Monday, January 22, 2007

Zeus Worshippers Demand Access to Temple

Zeus Worshippers Demand Access to Temple. Pagans have revived the worship of the Greek God Zeus. Several hundred followers have begun holding religious ceremonies honoring the head of the Greek pantheon in Greece.

I believe in religious freedom and I have no problem with people who want to honor ancient gods.

However, the following raises some concern for me:

"These are our temples and they should be used by followers of our religion," said Doreta Peppa, head of the Athens-based Ellinais, a group campaigning to revive the ancient religion. "Of course we will go ahead with the event ... we will enter the site legally," said Peppa, who calls herself a high priestess of the revived faith. "We will issue a call for peace, who can be opposed to that?"

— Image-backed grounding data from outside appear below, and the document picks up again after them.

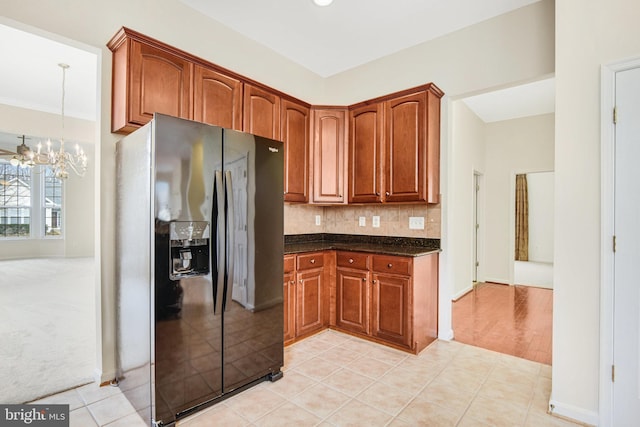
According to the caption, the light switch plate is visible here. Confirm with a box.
[372,216,380,228]
[409,216,425,230]
[315,215,321,226]
[359,216,366,227]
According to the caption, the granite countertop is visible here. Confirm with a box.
[284,233,441,257]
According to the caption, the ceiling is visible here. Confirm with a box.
[0,0,553,136]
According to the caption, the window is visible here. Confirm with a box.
[0,161,64,239]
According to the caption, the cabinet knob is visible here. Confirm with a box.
[388,263,393,268]
[362,278,367,282]
[386,191,390,196]
[299,279,303,284]
[290,280,295,285]
[310,259,316,264]
[375,192,380,196]
[349,258,354,264]
[372,280,377,284]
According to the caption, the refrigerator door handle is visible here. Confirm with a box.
[213,170,226,314]
[223,170,235,312]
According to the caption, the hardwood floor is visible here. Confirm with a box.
[452,282,552,365]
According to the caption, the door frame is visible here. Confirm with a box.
[599,56,640,427]
[472,170,484,284]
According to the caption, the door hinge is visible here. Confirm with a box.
[613,107,617,124]
[613,235,617,253]
[612,365,615,382]
[476,261,480,267]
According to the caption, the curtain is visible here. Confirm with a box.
[515,174,529,261]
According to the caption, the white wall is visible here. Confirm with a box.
[450,101,486,299]
[527,172,554,263]
[553,0,640,423]
[0,0,555,384]
[483,113,554,284]
[0,104,95,259]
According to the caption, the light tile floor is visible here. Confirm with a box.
[32,330,585,426]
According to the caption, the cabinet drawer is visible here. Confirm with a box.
[337,252,369,270]
[284,255,295,273]
[372,255,411,276]
[297,252,324,270]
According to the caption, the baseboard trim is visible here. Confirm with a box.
[484,278,509,285]
[549,399,598,426]
[94,368,116,386]
[452,285,473,301]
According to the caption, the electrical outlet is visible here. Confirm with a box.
[315,215,321,226]
[409,216,425,230]
[372,216,380,228]
[359,216,366,227]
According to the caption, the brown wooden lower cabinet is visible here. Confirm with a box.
[286,250,438,354]
[283,252,329,344]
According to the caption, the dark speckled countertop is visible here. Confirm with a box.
[284,233,440,257]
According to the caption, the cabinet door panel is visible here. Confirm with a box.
[296,269,324,336]
[193,66,242,130]
[282,100,310,202]
[284,271,296,342]
[312,109,347,203]
[349,103,383,203]
[130,40,192,125]
[384,91,426,203]
[336,268,369,335]
[371,274,411,347]
[243,84,280,140]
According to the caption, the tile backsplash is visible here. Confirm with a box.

The Greek government response is no. "Ancient sites are not available for this kind of event," ministry official Eliza Kyrtsoglou said.

This makes sense to me. People have the right to worship as they please as long as it does not involve human sacrifice, child abuse, etc. However, they do not have the right to gain access to any historical site they choose. Just because someone adopts Zeus worship today does not mean they have any special ownership of ancient temples built thousands of years ago.

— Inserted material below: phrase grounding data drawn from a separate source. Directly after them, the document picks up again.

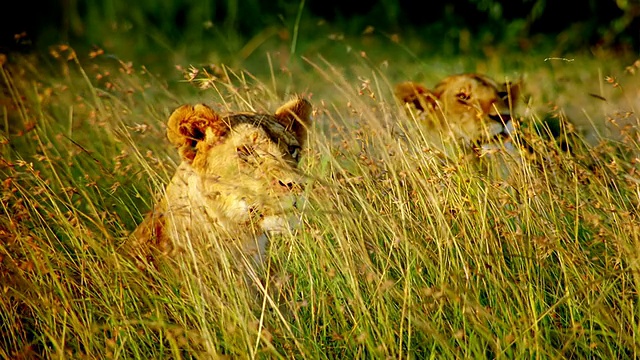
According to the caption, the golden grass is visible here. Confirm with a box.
[2,45,640,358]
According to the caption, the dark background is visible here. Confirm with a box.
[1,0,639,56]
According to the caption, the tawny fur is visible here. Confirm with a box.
[131,98,313,270]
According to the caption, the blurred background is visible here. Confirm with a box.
[2,0,638,70]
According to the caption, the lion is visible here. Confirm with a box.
[130,98,313,273]
[395,73,520,158]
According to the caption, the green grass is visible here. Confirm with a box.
[1,40,640,359]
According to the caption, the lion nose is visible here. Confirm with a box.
[488,113,512,124]
[278,180,300,191]
[488,113,515,137]
[484,112,514,140]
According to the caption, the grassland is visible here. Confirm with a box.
[1,39,640,359]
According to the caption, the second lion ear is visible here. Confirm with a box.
[274,98,313,147]
[166,104,228,161]
[501,79,522,109]
[395,82,438,112]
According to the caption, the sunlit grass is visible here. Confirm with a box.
[1,44,640,358]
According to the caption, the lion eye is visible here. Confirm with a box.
[237,145,254,161]
[456,91,471,102]
[498,91,509,101]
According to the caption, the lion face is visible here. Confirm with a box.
[395,74,520,152]
[132,98,312,268]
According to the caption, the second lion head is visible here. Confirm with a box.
[396,73,521,152]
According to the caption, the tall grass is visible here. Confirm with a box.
[2,45,640,358]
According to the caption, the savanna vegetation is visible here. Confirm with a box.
[2,0,640,358]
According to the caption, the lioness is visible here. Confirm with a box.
[395,73,520,157]
[131,98,312,272]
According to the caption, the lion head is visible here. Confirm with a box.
[395,73,520,154]
[132,98,313,269]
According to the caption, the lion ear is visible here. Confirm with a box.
[395,82,437,111]
[166,103,227,161]
[502,78,522,109]
[274,98,313,146]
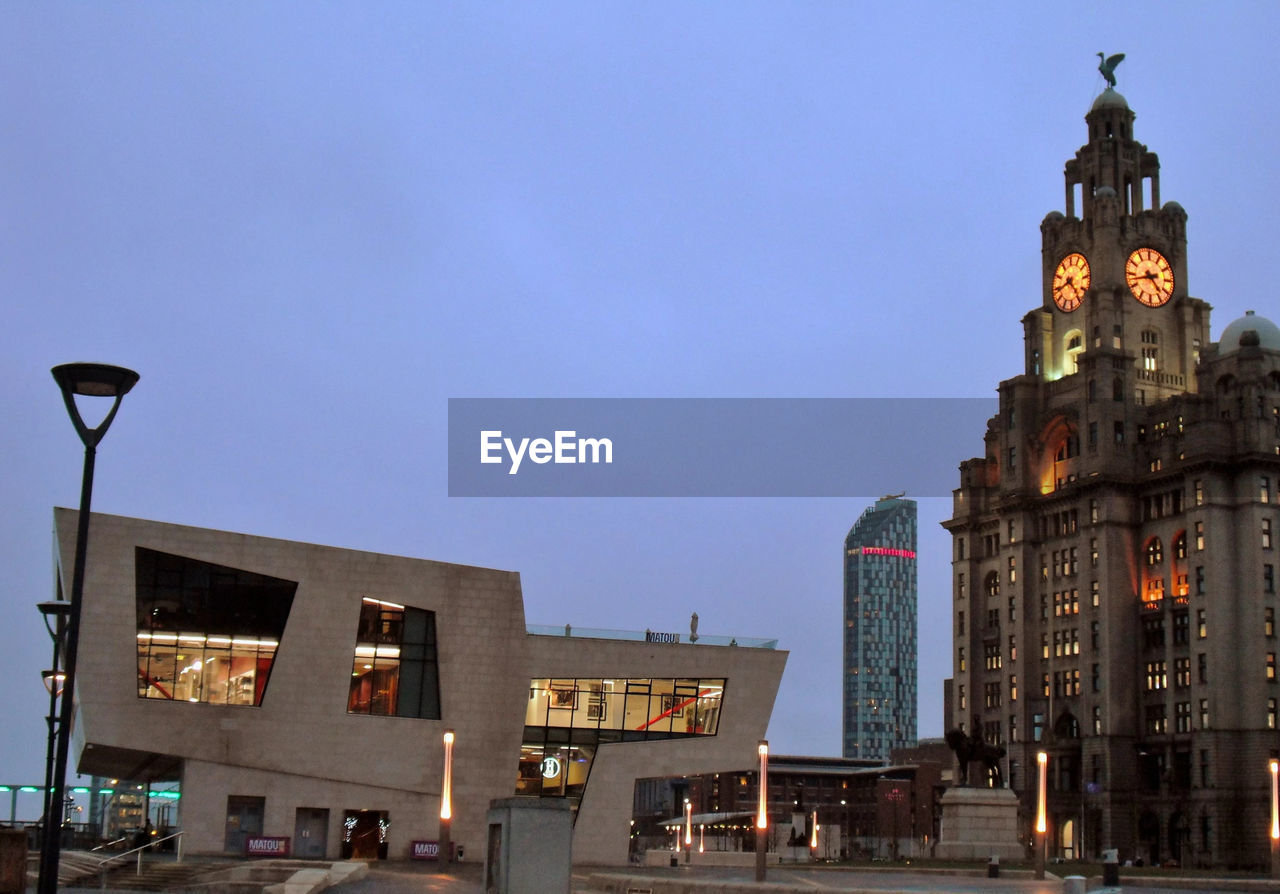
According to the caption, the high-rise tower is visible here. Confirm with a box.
[843,495,917,761]
[947,75,1280,868]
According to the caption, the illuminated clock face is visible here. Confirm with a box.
[1125,247,1175,307]
[1051,252,1091,312]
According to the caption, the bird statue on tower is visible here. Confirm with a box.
[1097,51,1125,88]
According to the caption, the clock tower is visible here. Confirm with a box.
[947,70,1280,868]
[1029,86,1210,404]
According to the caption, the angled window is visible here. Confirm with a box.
[519,676,725,821]
[348,598,441,719]
[135,548,296,706]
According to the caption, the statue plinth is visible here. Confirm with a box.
[933,786,1025,862]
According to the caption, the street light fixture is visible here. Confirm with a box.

Using this logic, I could adopt Mayan religion and then demand access to and perhaps ownership of Chichen Itza. Perhaps I could adopt Native American religion and insist on being allowed to practice my religion on the Great Snake Mound?

Not buying the above argument? I don't blame you. Adopting an ancient religion does not give one any right to ancient sites. I wish the Zeus worshippers happiness and religious freedom but I hope they never are allowed to do as they please with Greek historical treasures simply because they are associated with Zeus.


Robin said...

I completely agree with you. If they want to worship Zeus, fine, but let them raise the money and build their own temple in which to worship.

I posted about this on my own blog, too,

smellincoffee said...

Given the fact that SOMEONE allowed Zeus' temple to be destroyed, I doubt he's going to be inclined toward hearing mortals NOW. This reminds me of the fight over Jerusalem -- it's a city like any other, but who controls what parts of it will probably lead to a major war.

Anonymous said...

I think that these Greek neo-pagans have a point. Ancient pre-Christian religious sites are admired and gawked at today by scholars and tourists, but originally they were centers of spiritual devotion and practice, as well as centers of social power and status. While modern pagans could worship anywhere, the physical or geographical location of ancient sacred sites was important - the Temple of Zeus wasn't built where it was because the site was close to schools and shopping malls, but because it was auspicious, known to be pleasing to the God.

These ancient sites connect neo-pagans in a special way to the Gods whom they honor, to the traditions which they seek to recreate to the best of their ability, and to their ancestors, literal or spiritual. If tourists can tramp through these places, then why not allow others to worship in them?

Neo-pagans of all people would be more apt to respect the integrity of these ancient sites than some others would, and would, by worshiping in them, make them what they were intended to be and were for centuries.

The Temple of Zeus - all such places - were expressions of the human spirit and heart and mind.
To respect and preserve the stones of an ancient temple for reason of art history or science is good, but the impetus which inspired these places to be created in the first place was largely spiritual, and this connection is as valid now as it was then.

I have witnessed joint Anglican-Catholic services in the ruins of Glastonbury Abbey. Buddhists still worship in or near ruined structures in Asia. Some Native Americans, raised as Christians, have reclaimed the spiritual practices of their pre-Christian ancestors and honor them at traditional sacred sites, now "protected" and on Federal land. In can be done - and with respect for all concerned.